Our analysis shows that productions meant for observing a location are most common (58% of the total number of coded productions). Observing a story productions cover 28%, while only 7% are meant for participating in a story or exploring a story. Concluding, the need for high-end gear is still relatively rare, and interactivity even more so. To understand the context in which these choices were made, we have interviewed ten immersive journalists of productions we analyzed. We have also spoke with four other experts and are currently analyzing their viewpoints.
Meanwhile, the question remains: what is the impact of the different elements of immersive journalistic productions on the engagement of the audience? And does this engagement improve the user’s understanding and memory of the topic? And more practically: Are immersive elements worth investing in? This is where it gets even more interesting for journalistic outlets.
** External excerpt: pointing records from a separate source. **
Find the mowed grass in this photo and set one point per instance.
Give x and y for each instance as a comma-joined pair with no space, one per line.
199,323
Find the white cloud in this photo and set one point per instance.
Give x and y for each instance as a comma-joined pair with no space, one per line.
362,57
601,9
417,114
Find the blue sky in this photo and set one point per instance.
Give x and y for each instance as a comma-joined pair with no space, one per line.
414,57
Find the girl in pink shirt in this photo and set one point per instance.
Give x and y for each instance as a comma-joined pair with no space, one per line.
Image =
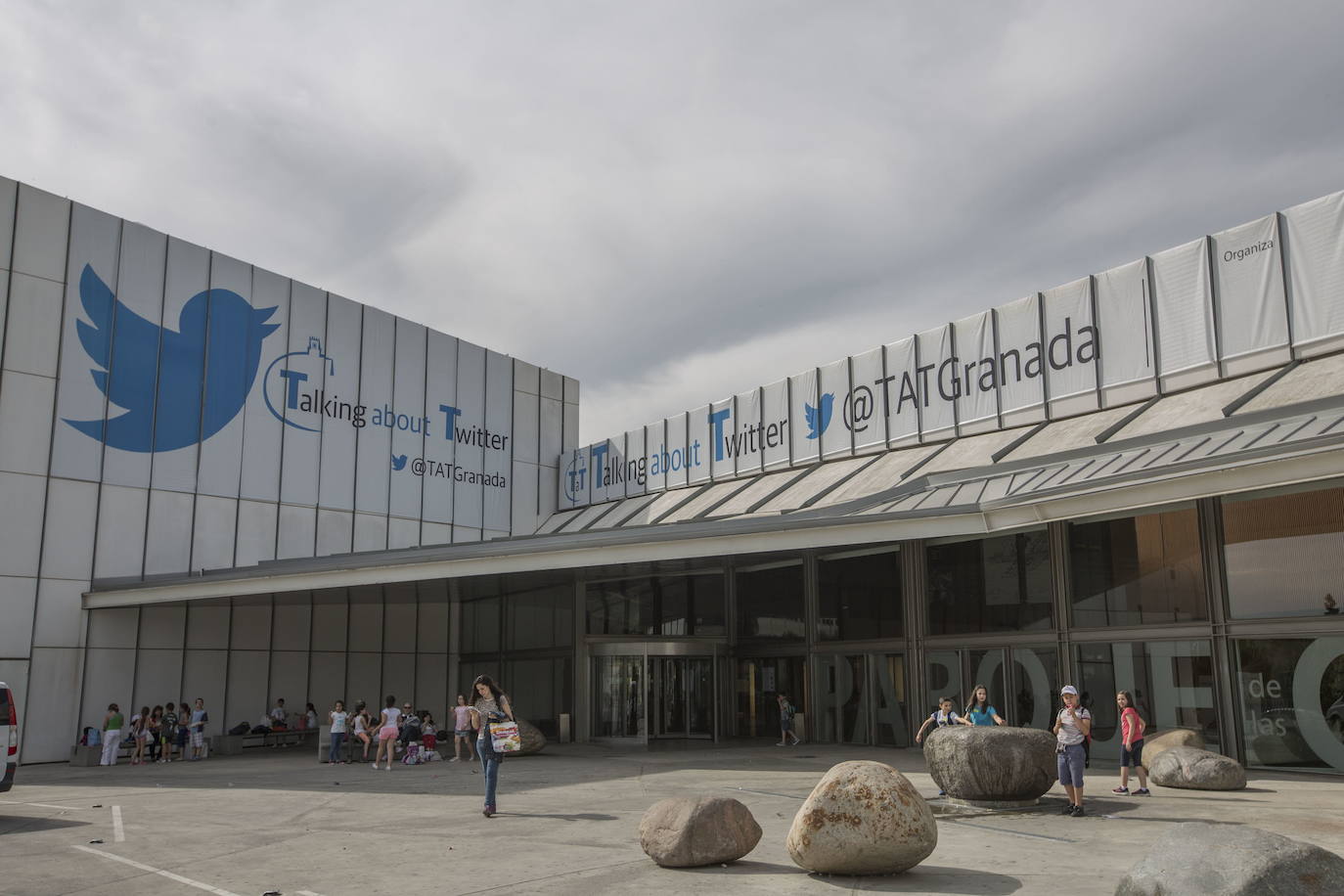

To answer these questions, we are designing for experiments focusing on the impact of the following immersive elements:
1). Audio (stereo vs. spatial sound)
2). Inclusiveness (low vs. high)
3). The role of the user (first person vs. third person)
4). Interactivity (interaction options vs. no interaction)
Each experiment will be done with 150 participants, whose emotional engagement will be measured through their physiologic reactions, such as heart beat and perspiration, and through questionnaires. The influence on the participants’ understanding and attitude will also be measured through surveys that are to be filled out right upon watching the production and one week later.